Relay-Version: version B 2.10 5/3/83; site utzoo.UUCP
Path: utzoo!watmath!clyde!rutgers!lll-lcc!well!msudoc!crlt!michael
From: michael@crlt.UUCP
Newsgroups: comp.arch
Subject: Re: subroutine frequency
Message-ID: <647@crlt.UUCP>
Date: Fri, 20-Feb-87 15:41:28 EST
Article-I.D.: crlt.647
Posted: Fri Feb 20 15:41:28 1987
Date-Received: Sun, 22-Feb-87 10:44:36 EST
References: <1881@homxc.UUCP> <898@moscom.UUCP>
Organization: McClary Associates, Ann Arbor MI
Lines: 101
Keywords: register stack frame variable
Summary: Linkage "b" slower than "c" if compiler not smart.

[Yum yum!]

In article <898@moscom.UUCP>, jgp@moscom.UUCP (Jim Prescott) writes:
> 
> >do compilers take the time to keep track of which registers have
> >been used and only save the 'dirty' ones or do most call and
> >return mechanisms save the entire register set on the stack?
>
> It depends on the architecture and the compiler, the three easy ways
> to do it are:
> 	a) save all registers
> 	b) have the caller save only the registers it is using
> 	c) have the callee save only the registers it will use
> pdp-11's use "a" since they only have 3 register variables anyway.  Most
> 68k compilers use "c" since you get about 12 register variables.  I don't
> know of anyone who uses "b" but it should be about as efficient as "c".

In code generated by a brute-force compiler, "b" wastes a lot of CPU,
by saving registers that will never be trashed.  Suppose you're using,
say, five of them, and make calls to subroutines that will only use one.
Method "c" does one-fifth as much register save/restoration as method "b".

The only place where method "c" saves an unused variable that method "b"
doesn't is near the top level of your program, where a given register might
not yet contain anything that must be preserved (unless the author of the
O.S. was a total idiot).  Here method "c" will waste time saving and
restoring junk.  But the top level code would normally be executed much
less than the lower level stuff.

On the other hand, method "b" could gain a global advantage when subroutines
with few register variables make many calls to subroutines with many, which
don't in turn make calls to another generation of children (or at least not
while their registers need preservation).  In cases like this, method "b"
has saved the register once, while "c" would save it many times.

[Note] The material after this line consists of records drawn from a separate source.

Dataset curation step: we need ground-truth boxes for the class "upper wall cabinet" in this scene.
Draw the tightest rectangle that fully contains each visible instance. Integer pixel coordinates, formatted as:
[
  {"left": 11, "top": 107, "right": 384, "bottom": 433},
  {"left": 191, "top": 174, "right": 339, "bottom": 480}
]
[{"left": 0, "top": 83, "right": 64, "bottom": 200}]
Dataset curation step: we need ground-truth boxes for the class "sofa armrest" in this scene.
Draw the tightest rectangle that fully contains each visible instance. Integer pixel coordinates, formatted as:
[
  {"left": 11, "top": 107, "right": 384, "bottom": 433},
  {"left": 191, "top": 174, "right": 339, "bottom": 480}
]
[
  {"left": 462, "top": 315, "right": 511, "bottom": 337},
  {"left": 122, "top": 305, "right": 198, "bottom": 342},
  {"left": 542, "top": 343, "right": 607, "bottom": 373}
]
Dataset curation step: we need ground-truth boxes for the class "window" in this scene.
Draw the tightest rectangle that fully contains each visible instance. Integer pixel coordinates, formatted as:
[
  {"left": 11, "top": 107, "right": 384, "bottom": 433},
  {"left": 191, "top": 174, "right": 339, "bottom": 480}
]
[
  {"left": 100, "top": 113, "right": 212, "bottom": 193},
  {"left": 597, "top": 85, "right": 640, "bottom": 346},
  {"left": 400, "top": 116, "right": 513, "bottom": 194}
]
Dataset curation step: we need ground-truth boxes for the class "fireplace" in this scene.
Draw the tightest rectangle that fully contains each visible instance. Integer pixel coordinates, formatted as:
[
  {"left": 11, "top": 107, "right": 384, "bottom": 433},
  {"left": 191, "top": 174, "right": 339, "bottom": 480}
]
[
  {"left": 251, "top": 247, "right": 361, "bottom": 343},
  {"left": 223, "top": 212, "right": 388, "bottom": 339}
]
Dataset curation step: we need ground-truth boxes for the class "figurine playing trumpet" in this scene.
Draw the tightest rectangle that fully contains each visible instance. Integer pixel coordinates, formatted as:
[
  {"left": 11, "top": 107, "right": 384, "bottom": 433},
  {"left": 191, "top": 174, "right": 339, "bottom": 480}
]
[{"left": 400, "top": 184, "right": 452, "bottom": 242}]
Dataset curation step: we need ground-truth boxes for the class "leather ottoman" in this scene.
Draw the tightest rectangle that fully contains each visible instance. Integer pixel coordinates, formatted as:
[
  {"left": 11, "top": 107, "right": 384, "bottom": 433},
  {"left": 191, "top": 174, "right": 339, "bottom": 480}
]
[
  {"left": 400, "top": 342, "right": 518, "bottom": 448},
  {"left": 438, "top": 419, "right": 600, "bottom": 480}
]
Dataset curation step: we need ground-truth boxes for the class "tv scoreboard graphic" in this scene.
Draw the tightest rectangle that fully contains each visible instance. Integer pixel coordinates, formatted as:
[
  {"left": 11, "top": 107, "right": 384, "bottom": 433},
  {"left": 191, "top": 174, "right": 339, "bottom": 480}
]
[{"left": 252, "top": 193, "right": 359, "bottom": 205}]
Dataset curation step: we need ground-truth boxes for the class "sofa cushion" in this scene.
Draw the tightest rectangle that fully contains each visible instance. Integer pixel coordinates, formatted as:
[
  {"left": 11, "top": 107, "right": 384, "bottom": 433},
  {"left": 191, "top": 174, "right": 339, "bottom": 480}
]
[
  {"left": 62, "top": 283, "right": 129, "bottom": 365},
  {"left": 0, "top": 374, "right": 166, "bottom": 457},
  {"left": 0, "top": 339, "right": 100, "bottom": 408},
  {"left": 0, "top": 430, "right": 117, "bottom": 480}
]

Method "b" has other advantages as well:

 - It makes the caller, not the callee, responsible for the integrity of
   its own environment.  Thus, if a hand-coded routine makes an error in
   register preservation, it will break itself (and finding the error will
   be easy), not previously-debugged portions of the calling routine.

 - It offers the opportunity to save CPU by omitting the storage and
   restoration of register variables that no longer contain anything
   of value (and a smart enough compiler might be able to determine this).

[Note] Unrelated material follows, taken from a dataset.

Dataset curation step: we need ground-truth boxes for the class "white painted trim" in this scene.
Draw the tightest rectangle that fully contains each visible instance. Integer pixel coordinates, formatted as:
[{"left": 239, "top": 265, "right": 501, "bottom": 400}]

In article <540@sei.cmu.edu.UUCP> firth@sei.cmu.edu.UUCP (Robert Firth) writes:
>In article <898@moscom.UUCP> jgp@moscom.UUCP (Jim Prescott) writes:
>>
>>The method used has a large effect on whether setjmp/longjmp can put the
>>correct values back into register variables (SYSVID says they may be
>>unpredictable :-(.
>
>The codegenerators I wrote for the PDP-11 and VAX-11 use method (b).  The
>main reason for this was precisely the longjump problem: if local frames
>store non-local state, then that state can be restored only by the very
>slow process of unwinding the stack. []

I seem to be missing something here.  Why can't setjmp save the entire
register set, plus as much of the stack as would be pushed by the
caller as it calls, in "env"?  All "longjmp" needs to do is restore
the state of the caller as of the "setjmp" call, and it is allowed,
and even encouraged, to know what kind of code its particular compiler
generates.  If the caller isn't doing such things as varying its own
stack frame, only saving >its< caller's registers when they might be
used locally (rather than saving them once on entry and restoring them
on exit), and shuttling register variables off to holding areas at
unknowable locations in its frame, this will be sufficient.  (And if
the compiler is smart enough to do this sort of thing, it can also be
smart enough to recognize that "setjmp" is being called, and provide
as many hooks as necessary.)

I would think that "b" could cause more problems for setjmp/longjmp
than "c", since setjmp would have to find and save a variable number
of stored registers, and longjmp restore them, without damaging other
things in the caller's frame.  What have I overlooked?

>Well, I benchmarked this technique [b] against the alternative of having the
>callee save, and it came out better on both machines.  []  The main reasons
>for the difference are interesting:
>
>(a) fewer registers are involved.  This is because the callee must save
>    every register it uses ANYWHERE in its body, whereas the caller need
>    save only registers CURRENTLY LIVE.
>
>(b) fewer memory accesses.  Callee must save and restore always; caller can
>    restore the register from a declared variable some (~1/3) of the time,
>    and so need not save it.

I find this benchmark interesting.  Does (b) actually make up for routines
that use fewer register variables?  Or does that savings get canceled by
the reduced number of saves when the callee has more?

===========================================================================
  "I've got code in my node."	| UUCP:  ...!ihnp4!itivax!node!michael
				| AUDIO: (313) 973-8787
	Michael McClary		| SNAIL: 2091 Chalmers, Ann Arbor MI 48104
---------------------------------------------------------------------------
Above opinions are the official position of McClary Associates.  Customers
may have opinions of their own, which are given all the attention paid for.
===========================================================================